The Guilford County Board of Commissioners’ Thursday, May 16 meeting was one of the most important meetings of the year because it was the one where Guilford County Manager Mike Halford brought his recommended budget to the commissioners, who will decide on a final budget next month.

Halford made a very interesting comment during his budget address to the board. He said that he was unable to recommend giving Guilford County Schools everything school officials asked for this year because, if he did, he would have to cut 30 of the county’s 40 departments – not cut their budgets some, but cut out 30 departments entirely.

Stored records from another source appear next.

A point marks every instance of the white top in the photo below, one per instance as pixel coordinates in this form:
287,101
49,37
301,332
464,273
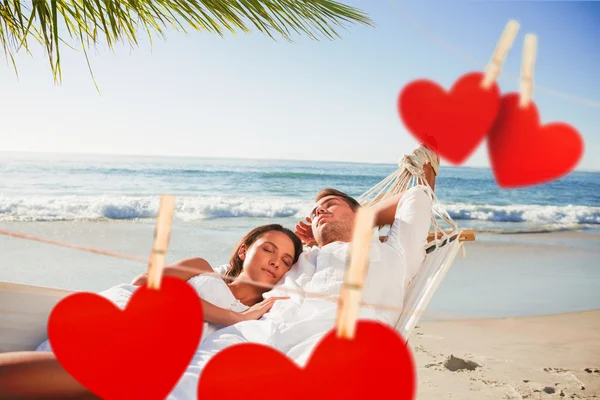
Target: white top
209,288
392,266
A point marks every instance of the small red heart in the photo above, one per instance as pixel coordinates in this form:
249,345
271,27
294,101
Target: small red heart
523,153
140,352
375,364
452,123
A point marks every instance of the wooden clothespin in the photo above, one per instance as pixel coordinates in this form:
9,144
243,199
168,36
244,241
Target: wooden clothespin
504,44
527,65
356,273
162,235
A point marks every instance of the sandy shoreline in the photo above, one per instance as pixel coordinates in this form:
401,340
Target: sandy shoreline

He decided that was a bad idea.

The recommended total for all funds in Halford’s budget is $990.6 million. That includes pass-through funds such as the American Rescue Plan Act federal relief money and similar funds.

 The more representative budget is the county’s General Fund budget, which comes to a total of $831 million – only a couple of percentage points higher than the budget adopted last summer for fiscal 2023-2024.  That budget doesn’t include pass-through money.

The new proposed budget doesn’t have a property tax rate increase: The tax rate remains 73.05 cents for every $100 of assessed property value.

Recently, the county commissioners instructed Halford that they didn’t want to see a tax increase this year. Plus, the commissioners don’t need it.  Because the 2022 revaluation of property happened when housing values were skyrocketing, Guilford County gets about $92 million in extra money every year since the Board of Commissioners didn’t adjust the tax rate downward to compensate for the higher property values.

That’s why your tax bill went up so much even though the tax rate remained the same.

Just over 45 percent of the proposed budget – $453.3 million – is allocated to Guilford County Schools and Guilford Technical Community College, including paying back debt on the massive amounts of bonds that are now being issued for Guilford County Schools.

The state recently changed the formula as to what percentage of a county budget should be held in savings, but in the past that number has been 8 percent.  Currently, Guilford County has just over 15 percent in savings, so that should keep the Local NC Government Commission happy. That state commission makes sure that counties don’t overextend themselves when it comes to spending.

Unlike county managers who came before him and gave very boring by-the-numbers budget messages to the commissioners, Halford makes his presentations interesting by building a story around the budget message each year.

 Last year, Halford presented the budget by going hour by hour through the life of a Guilford County resident.

This year, Halford, who’s an aviation junky and wanted to be a pilot when he was a kid, presented the budget in terms of views from ground level to views from high above.